How PipJournal Helps
PipJournal’s tag filtering system is built for the tagging architecture described in this guide — you assign setup tags at entry and filter your entire trade history by tag in seconds to calculate setup-specific win rate, average pips, and expectancy. The analytics dashboard automatically calculates net P&L after commissions, so spread-adjusted expectancy is always visible without manual math. For scalpers running multiple sessions per day, the session-level breakdown shows London vs. NY performance side by side, making it straightforward to identify your highest-edge window and cut the sessions that are draining it. The pre-trade checklist workflow inside PipJournal also helps scalpers define setup criteria before the session opens, reducing the EM-tagged emotional entries that erode profitability over time.
People Also Ask
How many fields should a scalping trade log have?
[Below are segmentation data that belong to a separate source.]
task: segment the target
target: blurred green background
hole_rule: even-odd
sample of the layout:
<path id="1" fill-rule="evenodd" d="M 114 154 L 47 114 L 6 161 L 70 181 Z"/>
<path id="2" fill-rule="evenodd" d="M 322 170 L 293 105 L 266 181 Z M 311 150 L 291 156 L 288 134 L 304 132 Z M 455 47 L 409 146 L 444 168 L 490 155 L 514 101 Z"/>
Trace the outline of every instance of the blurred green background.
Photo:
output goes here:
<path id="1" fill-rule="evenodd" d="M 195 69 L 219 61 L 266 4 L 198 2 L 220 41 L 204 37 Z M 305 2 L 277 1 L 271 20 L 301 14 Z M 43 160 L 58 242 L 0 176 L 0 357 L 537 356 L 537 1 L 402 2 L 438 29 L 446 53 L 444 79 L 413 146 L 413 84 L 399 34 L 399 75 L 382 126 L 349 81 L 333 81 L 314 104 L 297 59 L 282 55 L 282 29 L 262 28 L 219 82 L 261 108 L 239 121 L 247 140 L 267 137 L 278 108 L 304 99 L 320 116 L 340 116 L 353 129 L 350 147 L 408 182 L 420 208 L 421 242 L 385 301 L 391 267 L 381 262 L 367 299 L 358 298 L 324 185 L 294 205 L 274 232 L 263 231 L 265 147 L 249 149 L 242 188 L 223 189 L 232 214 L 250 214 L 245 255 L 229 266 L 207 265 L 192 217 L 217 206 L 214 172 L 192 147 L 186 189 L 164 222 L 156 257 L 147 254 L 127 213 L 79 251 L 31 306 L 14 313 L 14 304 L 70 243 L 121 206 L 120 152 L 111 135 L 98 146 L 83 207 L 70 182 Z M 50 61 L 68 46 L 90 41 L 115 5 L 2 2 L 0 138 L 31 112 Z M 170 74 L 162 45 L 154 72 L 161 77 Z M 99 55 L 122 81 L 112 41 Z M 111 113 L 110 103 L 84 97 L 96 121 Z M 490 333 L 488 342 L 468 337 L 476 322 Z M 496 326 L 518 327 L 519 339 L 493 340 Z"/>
Eight fields is the practical maximum for active scalping — pair, direction, entry time, entry price, exit price, lot size, setup tag, and outcome in pips. Anything beyond this slows you down between trades without adding proportionate insight.
Should I write notes for every scalp trade?
No. Write a single post-session block covering patterns you noticed, emotional state, and 1-2 standout trades. Per-trade notes during a scalping session interrupt execution and reduce consistency.
How do I know if my scalping edge is real?
Calculate expectancy across at least 50 trades of the same setup type. A positive expectancy of 0.3 pips or higher net of spread and commission per trade indicates a genuine edge worth repeating. Gross win rate alone is not sufficient — always net out your average spread cost before drawing conclusions.
What metrics matter most for scalpers?
Win rate, average pip gain vs. average pip loss, spread cost as a percentage of average winner, and time-in-trade. A scalper with a 65% win rate but a 1.2-pip average spread on a 3-pip target has a much thinner edge than the win rate alone suggests.
How often should I review my scalping journal?
Daily for a 5-minute data check (net pips, trade count, win rate), and weekly for a 20-30 minute deep review to identify setup-level patterns and overtrading signals.